Séminaire MIDI : Stefano Zacchiroli
Titre du séminaire et orateur
Software Heritage: Analyzing the Global Graph of Public Software Development.
Stefano Zacchiroli, Laboratoire IRIF, Université de Paris
Date et lieu
Mardi 24 mars 2020, 16h.
The Software Heritage project has assembled the largest existing archive of publicly available software source code and associated development history, for more than 6 billion unique source code files and 1 billion unique commits, coming from more than 90 million software development projects.
In this talk we will review the project background, current status, and future directions with a focus on its graph-based data model and its exploitation.
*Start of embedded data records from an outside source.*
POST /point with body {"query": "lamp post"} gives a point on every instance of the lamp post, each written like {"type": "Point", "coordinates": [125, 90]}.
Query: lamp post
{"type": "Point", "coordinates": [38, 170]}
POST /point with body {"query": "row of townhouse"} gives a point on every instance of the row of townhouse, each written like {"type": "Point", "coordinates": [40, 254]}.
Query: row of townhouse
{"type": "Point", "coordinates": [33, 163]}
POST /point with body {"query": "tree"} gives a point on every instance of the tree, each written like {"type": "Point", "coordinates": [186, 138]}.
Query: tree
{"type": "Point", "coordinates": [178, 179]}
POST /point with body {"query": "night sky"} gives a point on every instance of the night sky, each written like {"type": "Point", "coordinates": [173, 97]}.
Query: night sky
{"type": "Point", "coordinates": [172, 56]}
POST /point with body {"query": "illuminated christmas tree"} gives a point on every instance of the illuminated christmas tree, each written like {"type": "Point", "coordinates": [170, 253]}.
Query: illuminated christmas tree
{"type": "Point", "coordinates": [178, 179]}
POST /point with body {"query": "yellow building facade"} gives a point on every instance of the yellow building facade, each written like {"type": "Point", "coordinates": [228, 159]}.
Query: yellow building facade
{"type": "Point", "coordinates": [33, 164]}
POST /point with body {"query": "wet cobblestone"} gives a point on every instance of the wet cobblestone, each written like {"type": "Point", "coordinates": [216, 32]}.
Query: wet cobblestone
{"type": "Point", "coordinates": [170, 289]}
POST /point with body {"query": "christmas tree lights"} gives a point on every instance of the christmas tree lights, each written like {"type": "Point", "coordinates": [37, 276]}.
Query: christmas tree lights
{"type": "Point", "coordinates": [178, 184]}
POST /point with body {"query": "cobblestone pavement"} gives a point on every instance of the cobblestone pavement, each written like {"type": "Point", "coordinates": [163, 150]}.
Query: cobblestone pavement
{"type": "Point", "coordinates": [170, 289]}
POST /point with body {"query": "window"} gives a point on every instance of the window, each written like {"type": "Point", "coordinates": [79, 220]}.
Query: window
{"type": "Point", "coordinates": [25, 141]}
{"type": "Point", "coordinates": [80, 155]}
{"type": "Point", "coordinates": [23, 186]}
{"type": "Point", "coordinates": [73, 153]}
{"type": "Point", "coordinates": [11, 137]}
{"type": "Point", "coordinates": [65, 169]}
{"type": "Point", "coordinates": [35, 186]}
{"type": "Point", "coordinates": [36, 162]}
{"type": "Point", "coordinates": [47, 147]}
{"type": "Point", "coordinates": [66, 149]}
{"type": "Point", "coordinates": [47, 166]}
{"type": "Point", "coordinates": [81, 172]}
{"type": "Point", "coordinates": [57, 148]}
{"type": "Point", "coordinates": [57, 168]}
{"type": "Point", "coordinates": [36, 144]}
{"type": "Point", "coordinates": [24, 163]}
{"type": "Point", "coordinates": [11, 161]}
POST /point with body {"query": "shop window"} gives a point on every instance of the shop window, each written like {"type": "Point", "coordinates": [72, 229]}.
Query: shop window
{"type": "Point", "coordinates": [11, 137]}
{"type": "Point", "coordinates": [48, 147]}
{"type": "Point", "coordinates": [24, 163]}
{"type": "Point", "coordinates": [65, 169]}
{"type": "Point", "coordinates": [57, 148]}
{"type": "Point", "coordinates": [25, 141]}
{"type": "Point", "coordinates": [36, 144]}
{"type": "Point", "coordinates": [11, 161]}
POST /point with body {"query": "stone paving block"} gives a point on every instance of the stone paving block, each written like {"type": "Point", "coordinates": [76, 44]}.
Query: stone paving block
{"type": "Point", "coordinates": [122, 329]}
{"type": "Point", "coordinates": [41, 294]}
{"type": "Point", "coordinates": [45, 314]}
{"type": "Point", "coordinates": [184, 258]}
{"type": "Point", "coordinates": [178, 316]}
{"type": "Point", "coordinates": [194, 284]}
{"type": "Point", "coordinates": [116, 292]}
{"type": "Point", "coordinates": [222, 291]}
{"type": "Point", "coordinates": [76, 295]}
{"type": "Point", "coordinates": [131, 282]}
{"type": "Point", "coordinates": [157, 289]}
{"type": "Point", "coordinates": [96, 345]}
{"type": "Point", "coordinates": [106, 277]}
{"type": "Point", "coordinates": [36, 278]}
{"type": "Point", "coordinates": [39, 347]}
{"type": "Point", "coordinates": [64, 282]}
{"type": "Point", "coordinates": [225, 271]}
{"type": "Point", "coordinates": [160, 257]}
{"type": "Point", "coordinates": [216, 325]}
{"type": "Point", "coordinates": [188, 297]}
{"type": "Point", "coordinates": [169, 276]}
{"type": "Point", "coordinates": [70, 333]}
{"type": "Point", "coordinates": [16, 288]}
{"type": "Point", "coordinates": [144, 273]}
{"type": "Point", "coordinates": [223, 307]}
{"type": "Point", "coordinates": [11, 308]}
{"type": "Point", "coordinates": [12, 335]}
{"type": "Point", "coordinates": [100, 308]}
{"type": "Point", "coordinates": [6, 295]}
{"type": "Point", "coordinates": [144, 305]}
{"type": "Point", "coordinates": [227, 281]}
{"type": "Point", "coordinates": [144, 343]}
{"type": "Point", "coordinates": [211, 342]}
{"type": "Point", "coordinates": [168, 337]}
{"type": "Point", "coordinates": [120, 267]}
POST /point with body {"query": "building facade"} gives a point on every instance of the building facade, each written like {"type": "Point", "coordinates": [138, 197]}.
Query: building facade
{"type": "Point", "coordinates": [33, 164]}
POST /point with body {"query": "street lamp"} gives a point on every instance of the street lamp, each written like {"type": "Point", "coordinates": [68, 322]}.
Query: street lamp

The archive is a Merkle DAG whose nodes stand for source code development artifacts such as source files, code trees, commits, releases, and version control system (VCS) snapshots. The graph is typed, fully-deduplicated, and global, allowing to keep track of all the different places (e.g., different VCS repositories) from which a given artifacts have been distributed from. The graph is big, with about 200 billion edges and 20 billion nodes and exponentially growing, doubling every 2 years. The graph network topology and growth dynamics are being studied, but still largely unknown at this stage.
We will discuss the state-of-the-art of operating, analyzing, and querying the Software Heritage graph, and early results in applying graph compression techniques to it to make it more easily manageable. We will conclude with an in-depth discussion of open questions, challenges, and actionable research directions.